Chi-chi Nwanoku after she was made a CBE (Victoria Jones/PA)
Ellie Ng, PA

The founder of the first professional orchestra in Europe to be made up of a majority of black and minority ethnic musicians said being made a CBE “rubber stamps” the work she is doing to diversify classical music.

Double bassist Chi-chi Nwanoku founded the Chineke! Foundation to celebrate inclusion and diversity in the musical genre.

She was made a CBE at Buckingham Palace on Friday for services to music and diversity.

Ms Nwanoku told the PA news agency: “This sort of occasion rubber stamps the knowledge that I can carry on doing the work that I'm doing which is opening that door and creating a platform of opportunity in the classical music world to those otherwise previously unseen.”
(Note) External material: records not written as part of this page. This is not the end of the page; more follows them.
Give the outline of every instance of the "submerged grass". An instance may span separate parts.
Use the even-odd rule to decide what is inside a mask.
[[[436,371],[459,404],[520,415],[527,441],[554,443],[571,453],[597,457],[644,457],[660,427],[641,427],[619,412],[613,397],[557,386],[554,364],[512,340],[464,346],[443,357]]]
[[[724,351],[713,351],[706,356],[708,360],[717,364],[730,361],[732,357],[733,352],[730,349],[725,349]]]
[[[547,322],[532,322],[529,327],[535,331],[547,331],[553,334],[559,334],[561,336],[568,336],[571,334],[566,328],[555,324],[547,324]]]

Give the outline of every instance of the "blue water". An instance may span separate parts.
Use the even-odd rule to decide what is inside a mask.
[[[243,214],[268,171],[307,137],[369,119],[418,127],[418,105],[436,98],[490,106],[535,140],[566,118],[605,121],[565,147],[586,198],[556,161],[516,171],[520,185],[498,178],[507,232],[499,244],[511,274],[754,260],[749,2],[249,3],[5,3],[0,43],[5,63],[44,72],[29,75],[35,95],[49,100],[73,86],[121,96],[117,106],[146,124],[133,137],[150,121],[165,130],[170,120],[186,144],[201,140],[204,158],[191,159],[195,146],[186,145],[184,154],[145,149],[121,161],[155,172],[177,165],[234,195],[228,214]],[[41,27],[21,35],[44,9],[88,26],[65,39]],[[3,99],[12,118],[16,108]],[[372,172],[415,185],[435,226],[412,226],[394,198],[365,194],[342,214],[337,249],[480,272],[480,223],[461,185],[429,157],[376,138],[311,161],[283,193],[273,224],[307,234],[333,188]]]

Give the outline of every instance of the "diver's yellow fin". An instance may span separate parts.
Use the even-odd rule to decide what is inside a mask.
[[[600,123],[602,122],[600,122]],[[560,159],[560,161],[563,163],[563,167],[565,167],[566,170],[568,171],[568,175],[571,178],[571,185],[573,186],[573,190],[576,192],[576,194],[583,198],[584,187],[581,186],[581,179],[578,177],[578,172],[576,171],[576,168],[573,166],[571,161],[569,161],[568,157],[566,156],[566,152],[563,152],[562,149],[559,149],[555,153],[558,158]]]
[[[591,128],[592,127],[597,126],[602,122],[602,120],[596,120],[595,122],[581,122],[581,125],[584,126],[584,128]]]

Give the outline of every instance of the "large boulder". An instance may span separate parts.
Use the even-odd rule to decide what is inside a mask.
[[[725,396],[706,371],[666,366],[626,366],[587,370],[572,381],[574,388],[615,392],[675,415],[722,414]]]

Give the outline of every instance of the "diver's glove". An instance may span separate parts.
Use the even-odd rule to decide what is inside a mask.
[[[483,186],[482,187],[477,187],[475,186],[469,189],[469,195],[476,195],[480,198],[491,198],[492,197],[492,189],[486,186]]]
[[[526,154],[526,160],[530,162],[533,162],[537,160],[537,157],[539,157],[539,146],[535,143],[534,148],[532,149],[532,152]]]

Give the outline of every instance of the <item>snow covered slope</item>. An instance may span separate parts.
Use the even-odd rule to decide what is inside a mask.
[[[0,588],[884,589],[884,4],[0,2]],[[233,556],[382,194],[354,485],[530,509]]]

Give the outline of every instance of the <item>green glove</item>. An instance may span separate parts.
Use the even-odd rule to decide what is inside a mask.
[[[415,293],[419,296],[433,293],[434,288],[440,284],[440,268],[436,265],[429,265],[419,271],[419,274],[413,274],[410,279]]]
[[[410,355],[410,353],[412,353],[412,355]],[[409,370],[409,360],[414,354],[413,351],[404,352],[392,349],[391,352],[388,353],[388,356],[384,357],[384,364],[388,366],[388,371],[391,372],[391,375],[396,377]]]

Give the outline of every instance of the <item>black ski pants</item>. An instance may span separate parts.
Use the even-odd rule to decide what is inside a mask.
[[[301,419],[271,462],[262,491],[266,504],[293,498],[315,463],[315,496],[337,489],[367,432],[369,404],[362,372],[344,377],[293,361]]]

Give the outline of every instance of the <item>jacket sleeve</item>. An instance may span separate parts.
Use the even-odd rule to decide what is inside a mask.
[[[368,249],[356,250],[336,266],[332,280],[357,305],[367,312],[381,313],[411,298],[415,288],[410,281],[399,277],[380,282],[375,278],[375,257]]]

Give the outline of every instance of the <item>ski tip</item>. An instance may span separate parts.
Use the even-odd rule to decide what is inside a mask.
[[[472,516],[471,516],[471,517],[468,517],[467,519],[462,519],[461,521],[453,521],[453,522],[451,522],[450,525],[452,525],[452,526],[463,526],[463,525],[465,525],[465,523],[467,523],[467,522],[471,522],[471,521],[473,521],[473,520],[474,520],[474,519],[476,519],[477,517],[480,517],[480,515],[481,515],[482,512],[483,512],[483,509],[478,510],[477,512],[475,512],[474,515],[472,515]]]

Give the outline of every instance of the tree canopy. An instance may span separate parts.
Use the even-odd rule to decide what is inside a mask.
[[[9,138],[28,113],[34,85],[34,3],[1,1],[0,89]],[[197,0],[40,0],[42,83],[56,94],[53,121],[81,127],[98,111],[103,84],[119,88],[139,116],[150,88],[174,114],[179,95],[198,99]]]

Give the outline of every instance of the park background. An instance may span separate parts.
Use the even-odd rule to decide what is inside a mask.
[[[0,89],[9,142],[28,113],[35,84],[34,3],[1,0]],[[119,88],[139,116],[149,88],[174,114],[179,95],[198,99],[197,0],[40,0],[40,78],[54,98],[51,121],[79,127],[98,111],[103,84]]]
The Chineke! Orchestra is now a resident orchestra at the Southbank Centre and is about to embark on its first tour of North America.

It has also just been made a National Portfolio Organisation for the first time.

Ms Nwanoku told PA she hopes recent recognition of her orchestra sends a “big message” to the arts industry that “it is not a day too soon to think about how inclusive we can all be”.

She wants to push to diversify not only musicians on stage, but composers and the type of music played as well.

The double bassist said she experienced a “trigger point” to create the orchestra in September 2014.

She told PA that then Culture Secretary Ed Vaizey invited her to a pre-concert reception ahead of a performance by the Congo's Kinshasa Symphony Orchestra after they bumped into each other on their way to the concert.

She said she found out at the reception that there was a documentary being filmed about the orchestra but there “was not a single black person in the room” at that time.

“This was the lightbulb moment,” she said.

And she remembered thinking: “This is the 21st century, it shouldn't be a novelty that there is more than one black face playing Beethoven.”

Ms Nwanoku told PA she phoned every music establishment in the country the next day telling them she wanted to build an orchestra that celebrates inclusion and diversity.

She added: “The more I looked, the more I found. That well of talent runs deep.”